Well, MAMA ain’t happy.

In a big-picture sense, I have an appreciation for the blessings I experience every day — my cool husband, my great kids, my comfortable home, my excellent health, music, sunshine, sweet memories, and many more too numerous to mention. In a day-to-day sense, though, I see that embracing the idea that I SHOULD feel guilty when I relax really sucks (sorry mom if you read this). REALLY. sucks.

I made a list last night of things I have enjoyed over the years, such as singing in a band, working out and lifting weights, spending time in the wilderness, wearing clothes I really like, making things, playing games, and others. I found that many of the items on that list are not things I am making time for right now. Why? Is it because I don’t want to be happy, as a friend suggested yesterday? Is it because I am afraid that I am doing something wrong if I don’t have my Responsibility Meter in the red zone? Is it because I don’t think I deserve to do things that I enjoy? Is it because it’s a lot easier to choose things that provide momentary pleasure, such as ice cream, and really only take a minute or two, and can be stuffed into a responsibility-driven day?

I’m just back from a walk.
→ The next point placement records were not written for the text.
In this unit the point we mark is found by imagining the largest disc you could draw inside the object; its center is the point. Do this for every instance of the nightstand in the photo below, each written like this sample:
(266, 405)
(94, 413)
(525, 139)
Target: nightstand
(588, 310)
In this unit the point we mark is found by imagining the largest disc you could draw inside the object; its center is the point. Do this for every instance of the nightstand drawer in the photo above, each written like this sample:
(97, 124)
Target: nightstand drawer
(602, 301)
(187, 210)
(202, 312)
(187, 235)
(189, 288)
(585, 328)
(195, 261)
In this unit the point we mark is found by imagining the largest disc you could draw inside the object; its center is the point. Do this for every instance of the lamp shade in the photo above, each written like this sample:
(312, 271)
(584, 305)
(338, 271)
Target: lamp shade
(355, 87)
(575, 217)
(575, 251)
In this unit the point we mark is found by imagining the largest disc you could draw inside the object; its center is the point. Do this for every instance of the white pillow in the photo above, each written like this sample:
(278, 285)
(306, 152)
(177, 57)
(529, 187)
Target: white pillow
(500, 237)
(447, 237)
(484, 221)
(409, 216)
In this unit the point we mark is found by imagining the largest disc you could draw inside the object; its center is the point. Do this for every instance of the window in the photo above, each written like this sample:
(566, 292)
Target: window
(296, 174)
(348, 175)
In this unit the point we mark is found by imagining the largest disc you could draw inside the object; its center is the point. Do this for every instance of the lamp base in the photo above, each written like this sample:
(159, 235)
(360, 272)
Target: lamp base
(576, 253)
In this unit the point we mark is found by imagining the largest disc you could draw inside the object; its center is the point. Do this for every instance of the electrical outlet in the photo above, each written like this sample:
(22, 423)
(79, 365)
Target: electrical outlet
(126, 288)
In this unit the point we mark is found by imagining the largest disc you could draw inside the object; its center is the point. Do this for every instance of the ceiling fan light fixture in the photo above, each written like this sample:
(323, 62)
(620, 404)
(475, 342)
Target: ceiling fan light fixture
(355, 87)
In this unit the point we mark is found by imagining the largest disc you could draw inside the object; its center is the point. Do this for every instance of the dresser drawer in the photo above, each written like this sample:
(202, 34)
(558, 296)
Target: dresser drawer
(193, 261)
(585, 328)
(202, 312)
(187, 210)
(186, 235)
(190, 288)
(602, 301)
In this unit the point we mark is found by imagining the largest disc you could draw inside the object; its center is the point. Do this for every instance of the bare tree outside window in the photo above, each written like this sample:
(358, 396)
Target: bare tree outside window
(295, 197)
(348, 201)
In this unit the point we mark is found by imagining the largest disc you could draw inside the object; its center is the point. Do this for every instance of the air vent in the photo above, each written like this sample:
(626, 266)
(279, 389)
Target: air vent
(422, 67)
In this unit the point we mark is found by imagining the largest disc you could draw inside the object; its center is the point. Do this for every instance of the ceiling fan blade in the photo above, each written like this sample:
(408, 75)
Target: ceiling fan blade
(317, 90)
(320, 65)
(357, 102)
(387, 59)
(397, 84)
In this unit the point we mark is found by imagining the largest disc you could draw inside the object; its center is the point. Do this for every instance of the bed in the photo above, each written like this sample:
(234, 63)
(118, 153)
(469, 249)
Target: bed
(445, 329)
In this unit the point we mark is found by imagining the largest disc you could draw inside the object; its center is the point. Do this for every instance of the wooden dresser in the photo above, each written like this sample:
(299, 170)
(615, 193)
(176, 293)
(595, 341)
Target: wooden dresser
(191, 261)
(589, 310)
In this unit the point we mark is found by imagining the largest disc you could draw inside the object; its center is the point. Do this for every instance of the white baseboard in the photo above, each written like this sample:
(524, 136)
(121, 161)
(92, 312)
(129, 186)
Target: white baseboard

I feel great. I’m listening to my blog music — all songs I really love. Walking is relaxing. Listening to my music is relaxing. Blogging is relaxing. There’s a little nagging feeling in there that says I BETTER get moving since I’m supposed to be somewhere at 10, actually two places, or even three, but I’m only planning to go to the one place.

Today the step I will take to treat myself nicer is to send my ipod, which currently is in a coma, to iRescue to see if it can be fixed. The music on my ipod makes me smile. And I think smiling is something I want to do a whole lot more of.

Enjoy your day. Take good care of yourself. Love yourself and the people who are in your life. I will if you will.

KWHIT-SHEWWWWWW

That is the sound of a whip. Pretty good, eh?

Have come to an important realization today that when I was a little bitty thing I got this idea that I should not have fun because I needed to be very responsible for many things in the life of my family. Actually, I already knew that. What I realized today is that I have, in a sense, put myself into that same place through decisions made as an adult. More later. I just didn’t want to forget this idea because changes are necessary. (That’s not what the whip is about. I’m just usually feeling behind and guilty and the whip keeps me in line. Sort of.)